If you think this review is interesting, you may as well go and download the record. Free, innit?


V/A – SPIRES (download compilation)


For the most part, twenty-first century culture leaves us enraged or mordantly amused, provoking spittle-flecked rants that paint us as some unholy cross between David Mitchell and Travis Bickle. But, when Aaron Delgado from Phantom Theory decides to get some of his favourite local acts together for a free download compilation celebrating Oxford music you’d have to say that this is what the internet age is all about: the record is free, effortless, and was all round the world in the time it must have taken the curators of the old OXCD album to cost the cover art. And what’s more, it’s actually damned good too.

From the opening trio of tracks that could be subtitled “the riff in Oxford”, there’s a pleasing variety to the selections, and there are even a few eyebrow raisers for jaded Oxford cognoscenti – we were pleasantly surprised that The Winchell Riots could ease off the bombast with the affecting “My Young Arms”, and gratified that Spring Offensive’s sprawling epic “The First Of Many Dreams About Monsters” works in bijou edited segments. Also, Secret Rivals’ “It Would Be Colder Here Without You” is a lovely chirpy ditty with fluffy vocals which is like being on a bouncy castle made of cappuccino forth, and goes some way towards eradicating the effect of some woefully slipshod live sets. Every listener will have their own favourites, but our highspots are Alphabet Backwards’ “Collide”, whose dual vocals and tinny guitar sounds like two siblings singing along to their favourite pop song, recorded by holding a tape player up to Top Of The Pops, and “Filofax” by Coloureds, a stutterjack dance track which is like a fax machine raping a ZX Spectrum to the sound of Korean synth pop.

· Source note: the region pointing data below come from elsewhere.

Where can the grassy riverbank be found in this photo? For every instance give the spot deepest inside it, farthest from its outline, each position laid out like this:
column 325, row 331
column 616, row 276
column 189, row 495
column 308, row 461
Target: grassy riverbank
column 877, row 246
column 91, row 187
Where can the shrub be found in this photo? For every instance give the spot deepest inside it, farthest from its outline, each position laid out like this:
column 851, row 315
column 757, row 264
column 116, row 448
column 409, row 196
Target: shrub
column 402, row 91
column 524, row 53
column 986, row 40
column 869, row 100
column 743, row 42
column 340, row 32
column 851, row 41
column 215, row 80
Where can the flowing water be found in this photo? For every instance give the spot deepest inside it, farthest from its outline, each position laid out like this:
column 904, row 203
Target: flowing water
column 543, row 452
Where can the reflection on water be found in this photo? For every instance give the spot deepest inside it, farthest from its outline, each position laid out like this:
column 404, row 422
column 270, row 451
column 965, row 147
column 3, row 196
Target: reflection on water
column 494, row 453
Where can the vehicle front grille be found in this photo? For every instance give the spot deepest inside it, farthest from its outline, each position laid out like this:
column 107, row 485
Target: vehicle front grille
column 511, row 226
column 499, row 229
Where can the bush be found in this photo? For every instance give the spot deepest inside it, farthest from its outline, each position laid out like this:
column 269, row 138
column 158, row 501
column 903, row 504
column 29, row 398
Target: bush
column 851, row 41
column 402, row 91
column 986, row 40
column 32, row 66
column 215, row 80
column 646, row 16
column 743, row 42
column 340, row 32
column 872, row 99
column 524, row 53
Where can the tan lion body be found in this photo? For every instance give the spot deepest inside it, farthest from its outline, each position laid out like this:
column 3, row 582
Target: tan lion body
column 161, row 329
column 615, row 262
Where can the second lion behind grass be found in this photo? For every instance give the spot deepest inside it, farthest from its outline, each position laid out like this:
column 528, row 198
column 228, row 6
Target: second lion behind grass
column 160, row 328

Only Vixens, with their clunking off-the-peg indie rock and stodgily portentous TK Maxx goth vocals, let the side down. “The Hearts, They Cannot Love”? Nor these ears, son. It’s also a pity that Dial F For Frankenstein’s demise means that the record is already one step away from being a scene sampler, but “Thought Police” is a decent valediction, like a Mudhoney dirge retooled for maximum amphetamine effect by The Only Ones. In some ways, the greatest tribute we could give Oxford music in 2011 is that we love this LP, but it’s not the compilation we’d put together, which only goes to show how many good musicians are currently working in the city. And if you don’t like it? Well, it’s the twenty-first century, there are lots and lots of other things you could be doing. Pity they’re all shit, really.